NEW YORK One day last month, a dozen startup executives gathered in downtown San Francisco. Instead of the usual tech gathering to discuss APIs, Web services and data portability, the subject was Advertising 101. Interpublic Group agency Universal McCann invited the execs there to learn how an ad campaign is put together, the campaign life cycle, how budgets are allocated.
The project, dubbed the Media Combinator, is an effort to bridge the persistent gap between Silicon Valley and Madison Avenue, which continues to hinder the development of new forms of advertising and marketing. As the technology and advertising worlds continue to collide, their mind-sets and mores remain worlds apart. In Silicon Valley, the engineer is king, the focus is on usability and utility, problems are often solved by math. Madison Avenue, while a far cry from its Mad Men heyday, continues to be a relationship business, specializing in building brands through emotion-fueled creativity.

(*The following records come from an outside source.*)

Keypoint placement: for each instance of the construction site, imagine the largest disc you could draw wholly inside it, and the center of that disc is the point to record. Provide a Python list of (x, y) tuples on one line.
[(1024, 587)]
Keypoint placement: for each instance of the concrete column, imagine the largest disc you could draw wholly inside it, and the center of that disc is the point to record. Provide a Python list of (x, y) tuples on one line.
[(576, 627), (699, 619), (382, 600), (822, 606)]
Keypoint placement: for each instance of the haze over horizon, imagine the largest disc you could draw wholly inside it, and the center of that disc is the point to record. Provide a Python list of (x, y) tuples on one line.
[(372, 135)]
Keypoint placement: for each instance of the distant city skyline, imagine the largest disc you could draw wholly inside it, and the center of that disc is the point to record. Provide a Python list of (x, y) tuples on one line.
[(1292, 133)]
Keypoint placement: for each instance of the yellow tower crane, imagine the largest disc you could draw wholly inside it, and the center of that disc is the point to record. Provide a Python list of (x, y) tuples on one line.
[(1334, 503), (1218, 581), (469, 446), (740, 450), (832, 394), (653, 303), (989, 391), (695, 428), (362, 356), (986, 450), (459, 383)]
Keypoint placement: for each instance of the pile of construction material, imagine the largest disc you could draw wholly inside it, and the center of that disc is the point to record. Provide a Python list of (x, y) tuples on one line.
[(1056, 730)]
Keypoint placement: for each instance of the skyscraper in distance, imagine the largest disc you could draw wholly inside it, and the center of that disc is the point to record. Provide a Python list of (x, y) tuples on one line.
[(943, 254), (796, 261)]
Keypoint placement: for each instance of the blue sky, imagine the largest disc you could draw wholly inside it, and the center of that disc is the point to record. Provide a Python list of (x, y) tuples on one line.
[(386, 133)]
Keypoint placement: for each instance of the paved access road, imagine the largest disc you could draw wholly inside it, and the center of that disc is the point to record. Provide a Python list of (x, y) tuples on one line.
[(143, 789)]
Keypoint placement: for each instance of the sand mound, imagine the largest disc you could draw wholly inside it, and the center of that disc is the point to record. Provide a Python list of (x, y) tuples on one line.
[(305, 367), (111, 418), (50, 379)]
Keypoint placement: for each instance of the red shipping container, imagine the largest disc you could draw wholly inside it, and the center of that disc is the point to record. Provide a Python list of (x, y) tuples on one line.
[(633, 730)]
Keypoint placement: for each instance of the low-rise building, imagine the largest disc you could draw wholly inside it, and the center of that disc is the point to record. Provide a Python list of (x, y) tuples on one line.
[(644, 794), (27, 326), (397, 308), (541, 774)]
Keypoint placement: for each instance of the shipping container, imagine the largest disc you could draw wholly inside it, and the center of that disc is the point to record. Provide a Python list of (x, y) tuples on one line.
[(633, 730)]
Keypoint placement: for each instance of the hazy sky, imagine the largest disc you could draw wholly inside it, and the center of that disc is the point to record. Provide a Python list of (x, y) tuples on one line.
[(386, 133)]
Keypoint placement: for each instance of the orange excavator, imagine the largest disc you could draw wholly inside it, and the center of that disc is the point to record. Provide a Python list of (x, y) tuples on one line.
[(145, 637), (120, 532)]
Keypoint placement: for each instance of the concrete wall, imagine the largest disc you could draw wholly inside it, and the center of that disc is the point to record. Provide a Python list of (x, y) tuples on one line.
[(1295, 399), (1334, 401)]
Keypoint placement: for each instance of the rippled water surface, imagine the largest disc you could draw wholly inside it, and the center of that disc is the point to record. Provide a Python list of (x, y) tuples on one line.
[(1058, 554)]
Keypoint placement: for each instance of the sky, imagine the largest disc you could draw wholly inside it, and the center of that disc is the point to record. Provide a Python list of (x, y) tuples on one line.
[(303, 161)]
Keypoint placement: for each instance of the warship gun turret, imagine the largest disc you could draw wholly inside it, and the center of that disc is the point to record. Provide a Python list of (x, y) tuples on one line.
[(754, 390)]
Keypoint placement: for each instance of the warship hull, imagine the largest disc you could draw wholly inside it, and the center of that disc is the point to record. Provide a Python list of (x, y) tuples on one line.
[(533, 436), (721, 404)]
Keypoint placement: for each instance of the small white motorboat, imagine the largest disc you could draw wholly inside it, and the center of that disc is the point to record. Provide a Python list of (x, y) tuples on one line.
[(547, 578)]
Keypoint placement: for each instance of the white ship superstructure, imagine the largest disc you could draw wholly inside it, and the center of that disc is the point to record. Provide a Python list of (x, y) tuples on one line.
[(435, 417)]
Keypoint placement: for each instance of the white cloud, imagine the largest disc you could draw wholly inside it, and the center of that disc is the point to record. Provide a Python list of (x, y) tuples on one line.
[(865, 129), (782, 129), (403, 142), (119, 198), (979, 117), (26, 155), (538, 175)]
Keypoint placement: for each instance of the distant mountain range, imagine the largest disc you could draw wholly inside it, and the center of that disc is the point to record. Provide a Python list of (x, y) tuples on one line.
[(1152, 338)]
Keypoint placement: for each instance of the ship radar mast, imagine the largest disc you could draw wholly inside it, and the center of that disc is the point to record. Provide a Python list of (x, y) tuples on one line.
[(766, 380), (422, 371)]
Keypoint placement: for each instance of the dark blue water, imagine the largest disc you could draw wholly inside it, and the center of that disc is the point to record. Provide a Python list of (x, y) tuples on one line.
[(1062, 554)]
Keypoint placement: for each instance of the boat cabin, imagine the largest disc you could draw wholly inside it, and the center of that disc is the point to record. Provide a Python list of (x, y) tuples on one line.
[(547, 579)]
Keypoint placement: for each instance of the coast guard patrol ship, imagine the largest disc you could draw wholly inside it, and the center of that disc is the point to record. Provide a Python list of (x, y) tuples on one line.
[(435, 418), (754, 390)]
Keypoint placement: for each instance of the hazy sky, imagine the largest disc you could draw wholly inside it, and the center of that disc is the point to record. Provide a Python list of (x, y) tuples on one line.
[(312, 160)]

"We realized we speak different languages," said Brian Monahan, social media lead at Universal McCann, who conceived of the Media Combinator after seeing many misconceptions of advertising among startups. "They don't understand our process. Our folks often don't have the time to understand their value proposition."
This divide is probably best exemplified by Google, the undisputed star and idol of Silicon Valley. Despite selling billions of dollars in advertising, Google continues to insist that it is not a media company. Many on Madison Avenue still don't know what to make of Google, which at times steps on the toes of its agency partners by going directly to clients and presenting its products in a take-it-or-leave-it manner.
The goal for many Web 2.0 firms is to build the next Google. Some see whiffs of Google behavior in Silicon Valley's current darling, Facebook. CEO Mark Zuckerberg arrived on Madison Avenue a year ago to brashly proclaim, "Once every 100 years media changes." Agency executives chuckled at his hubris, while a centerpiece of Facebook's effort, Beacon, fell flat under privacy concerns over streaming updates of people's activities on other sites to their friends.
"That was an engineer who created an advertising model and it fundamentally didn't work," said Cory Treffiletti, president at Catalyst SF, a San Francisco firm that works with startups on ad strategies.
The view from Silicon Valley is Madison Avenue can still be slow-moving, often inefficient and stuck in old ways of doing business. Agency business models tend to compensate them not for strategy. "They don't have the time to sit and think about all these new platforms," Treffiletti said. This is most evident in agencies insisting on scale when making media buys. The result can be seen in the Interactive Advertising Bureau's ad spending figures, which show the top 10 Web properties getting 69 percent of online ad spending in 2007, even as consumers spend more of their time on specialized destinations and services. If new opportunities don't fit on a media planner's spreadsheet, chances are they'll get passed over.